Après trois années de négociations dans l’opacité, la lumière vient d’être faite sur le TAFTA (traité transatlantique entre les USA et l’UE). Pas par la Commission européenne, pas par le gouvernement américain, malgré les demandes de dizaines d’ONG… mais par Greenpeace.

L’association vient de publier plus de 240 pages de l’accord en négociation, et ces documents confirment les pires craintes de foodwatch. À commencer par les menaces qui pèsent sur le principe de précaution : il est tout simplement absent du texte. Pas une seule mention de ce qui est pourtant un pilier de la protection des consommateurs et de l’environnement en Europe.

Car le principe de précaution est loin d’être un concept abstrait, il a des conséquences bien réelles sur nos vies.
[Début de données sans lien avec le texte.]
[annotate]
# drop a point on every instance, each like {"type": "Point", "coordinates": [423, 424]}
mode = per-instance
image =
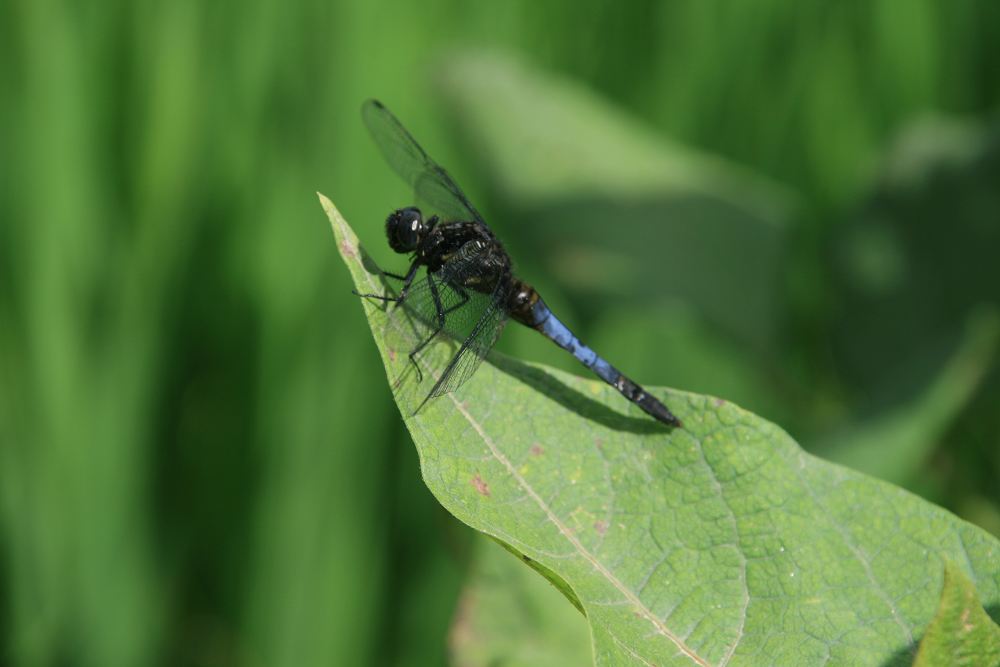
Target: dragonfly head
{"type": "Point", "coordinates": [405, 229]}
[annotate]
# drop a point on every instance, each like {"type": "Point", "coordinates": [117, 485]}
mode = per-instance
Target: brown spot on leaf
{"type": "Point", "coordinates": [482, 487]}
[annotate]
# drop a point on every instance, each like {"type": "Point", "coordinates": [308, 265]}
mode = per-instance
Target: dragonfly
{"type": "Point", "coordinates": [468, 289]}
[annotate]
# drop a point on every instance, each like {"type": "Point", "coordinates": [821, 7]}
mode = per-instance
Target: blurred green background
{"type": "Point", "coordinates": [793, 205]}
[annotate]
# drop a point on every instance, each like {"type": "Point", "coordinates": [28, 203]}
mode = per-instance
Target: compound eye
{"type": "Point", "coordinates": [404, 228]}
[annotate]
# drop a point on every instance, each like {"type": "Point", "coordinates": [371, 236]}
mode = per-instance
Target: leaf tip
{"type": "Point", "coordinates": [347, 242]}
C’est au nom de ce principe que l’Union européenne a pu interdire l’importation de viande britannique au moment de la crise de la vache folle, ou encore empêcher l’administration d’hormones de croissance aux animaux d’élevage.
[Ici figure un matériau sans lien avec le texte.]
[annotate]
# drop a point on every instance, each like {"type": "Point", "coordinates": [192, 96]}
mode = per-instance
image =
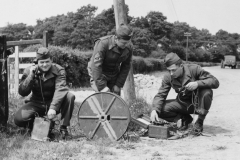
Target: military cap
{"type": "Point", "coordinates": [171, 59]}
{"type": "Point", "coordinates": [124, 32]}
{"type": "Point", "coordinates": [42, 53]}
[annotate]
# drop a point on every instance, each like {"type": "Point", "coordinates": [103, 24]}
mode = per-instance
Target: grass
{"type": "Point", "coordinates": [16, 144]}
Les textes fuités hier révèlent que les Etats-Unis, mais aussi l’Union européenne, sont prêts à sacrifier cet acquis pour grappiller quelques hypothétiques dixièmes de points de PIB. On peut imaginer les conséquences sur un dossier comme les OGM : aux Etats-Unis, les aliments à base d’ingrédients génétiquement modifiés sont considérés comme des produits lambda. Là-bas, on estime que les OGM sont inoffensifs et que les consommateurs n’ont pas à être informés lorsqu’ils en consomment.

Avec le TAFTA, les politiques d’intérêt général, nos règles sociales et environnementales choisies démocratiquement, sont vues comme des barrières au commerce à éliminer. Le rapprochement des standards qui se profile dans le TAFTA n’est rien d’autre qu’un nivellement par le bas. Des choix collectifs tels que la prudence vis-à-vis des organismes génétiquement modifiés dans l’alimentation pourront donc être remis en cause. Les fuites révèlent aussi que contrairement à ce qu’elle affirme, la Commission européenne ne monte pas au créneau pour protéger ces acquis, loin s’en faut.

Cette fuite sans précédent nous confirme que la Commission, tout comme le gouvernement américain sont en train de négocier sur le dos des citoyens et de l’environnement.

Le gouvernement français affirme aujourd’hui par la voix du ministre Matthias Fekl, secrétaire d’Etat au Commerce extérieur, que la France ne « signerait pas cet accord en l’état ». François Hollande s’est également - enfin - prononcé sur le sujet dimanche dernier. La mobilisation grandit en France et en Europe pour pousser les dirigeants à passer de la parole aux actes et donner le coup de grâce au TAFTA, mais aussi au CETA (traité UE-Canada). Le CETA, qui présente les mêmes dangers, est complètement passé sous silence par le gouvernement qui le soutient. Il pourrait être adopté dans les prochains mois.